I ministri degli Esteri europei dichiarano sostegno e solidarietà alla Francia di Macron, che però chiede di più, come lo stop alle trattative con l’Australia. Ma la Commissione europea frena e gli altri Stati membri…
A cinque giorni di distanza dall’annuncio dell’accordo tra Australia, Regno Unito e Stati Uniti, l’Unione europea sembra aver raggiunto una posizione comune. I ministri degli Esteri dei 27, riunitisi a porte chiuse lunedì sera a New York a margine dell’Assemblea generale delle Nazioni Unite, hanno espresso solidarietà e sostegno alla Francia.
Josep Borrell, Alto rappresentante dell’Unione per gli affari esteri e la politica di sicurezza, che la scorsa settimana si era limitato a dirsi “sorpreso” dal patto a tre, ha spiegato ai capi delle diplomazie che “più cooperazione, più coordinamento, meno frammentazione” sono necessari per raggiungere la stabilità dell’Indo-Pacifico, anche dinnanzi all’assertività cinese.
Come si tradurranno la solidarietà e il sostegno europei alla Francia di Emmanuel Macron, il cui ministro degli Esteri Jean-Yves Le Drian ha accusato l’amministrazione del presidente statunitense Joe Biden di continuare le tendenze di “unilateralismo, imprevedibilità, brutalità e non rispetto dei partner” del predecessore Donald Trump?
A stemperare le tensioni europee non è bastata la decisione statunitense di riaprire a novembre le frontiere ai cittadini europei vaccinati giunta poche ore prime dell’incontro tra i ministri degli Esteri dei 27.
“Uno dei nostri Stati membri è stato trattato in un modo che non è accettabile”, ha detto ieri la presidente della Commissione europeo Ursula von der Leyen, in un’intervista alla Cnn. È stata la prima reazione ufficiale delle istituzioni di Bruxelles all’Aukus. La frase successiva è un esercizio di equilibrismo, però: “Vogliamo sapere che cosa è accaduto e perché. Si deve chiarire questo prima di continuare con il business as usual”.
A dar man forte alla Francia ci ha pensato il presidente del Consiglio europeo Charles Michel, uomo considerato piuttosto vicino a Macron, che ha parlato di “mancanza di lealtà” da parte degli Stati Uniti.
Il ministro per gli Affari europei, Clément Beaune, altro fedelissimo del presidente francese, ha risposto con nervosismo a una domanda sulle frontiere statunitensi riaperte: “Meglio tardi che mai”. E ha minacciato di far saltare i negoziati su un accordo di libero scambio con l’Australia. Ma il portavoce della presidente von der Leyen ha frenato sottolineando che è la Commissione a “pilotare i negoziati”. Rimane sul tavolo l’ipotesi di un rinvio del prossimo round di trattative con l’Australia previsto per ottobre.

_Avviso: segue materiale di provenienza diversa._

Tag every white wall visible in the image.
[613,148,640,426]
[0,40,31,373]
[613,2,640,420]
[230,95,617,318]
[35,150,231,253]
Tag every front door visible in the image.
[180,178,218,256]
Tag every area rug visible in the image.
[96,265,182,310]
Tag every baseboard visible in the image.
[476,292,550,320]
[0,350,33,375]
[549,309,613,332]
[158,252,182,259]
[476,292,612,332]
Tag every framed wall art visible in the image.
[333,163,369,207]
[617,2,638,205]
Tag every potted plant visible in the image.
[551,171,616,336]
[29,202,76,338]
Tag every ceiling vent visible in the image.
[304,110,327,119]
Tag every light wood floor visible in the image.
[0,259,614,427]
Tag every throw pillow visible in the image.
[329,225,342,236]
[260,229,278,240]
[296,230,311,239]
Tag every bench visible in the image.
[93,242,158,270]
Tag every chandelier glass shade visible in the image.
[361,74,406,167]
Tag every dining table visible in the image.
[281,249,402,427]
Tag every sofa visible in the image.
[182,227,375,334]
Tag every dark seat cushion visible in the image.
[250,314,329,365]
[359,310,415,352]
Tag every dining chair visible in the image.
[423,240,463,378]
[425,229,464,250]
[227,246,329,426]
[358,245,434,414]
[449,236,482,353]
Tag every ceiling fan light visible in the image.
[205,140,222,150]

Parigi, invece, potrebbe “vendicarsi” sabotando l’inaugurazione del Consiglio Ue-Usa per il commercio e la tecnologia fissata per mercoledì 29 settembre a Pittsburgh. Thierry Breton, manager francese oggi commissario europeo al Mercato interno, ha detto al Financial Times che non ha “informazioni” su eventuali ritardi. Ma anche dalla sua intervista emerge la frustrazione di Parigi: “Qualcosa si è rotto” nelle relazioni transatlantiche, ha detto.

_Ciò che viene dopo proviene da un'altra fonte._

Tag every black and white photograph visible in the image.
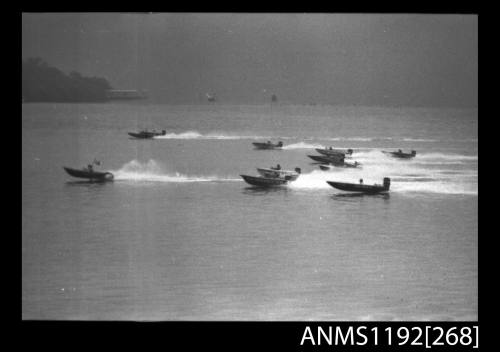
[20,12,478,324]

Bruxelles teme che Parigi voglia trasformare la sua rabbia in un problema europeo. Anche per questo il sostegno e la solidarietà alla Francia sono stati espressi dagli altri 26 Stati membri con molta prudenza. Anche perché, poche ore prima della riunione tra i capi delle diplomazie europee, a Berlino il ministro della Difesa tedesco annunciava la firma di una nuova lettera d’intenti su una partnership militare sullo spazio con l’Australia. Senza dimenticare che diversi Stati membri nell’Europa dell’Est hanno da tempo riserve sugli sforzi francesi per una maggiore autonomia strategica europea. Il timore? Che possa essere una sfida agli Stati Uniti.
E il cerchio si chiude. Forse non nel migliore dei modi per la Francia, il cui semestre di presidenza del Consiglio dell’Unione europea, che inizierà il 1° gennaio prossimo, doveva servire – a Parigi probabilmente più che a Bruxelles – per rilanciare la difesa comune.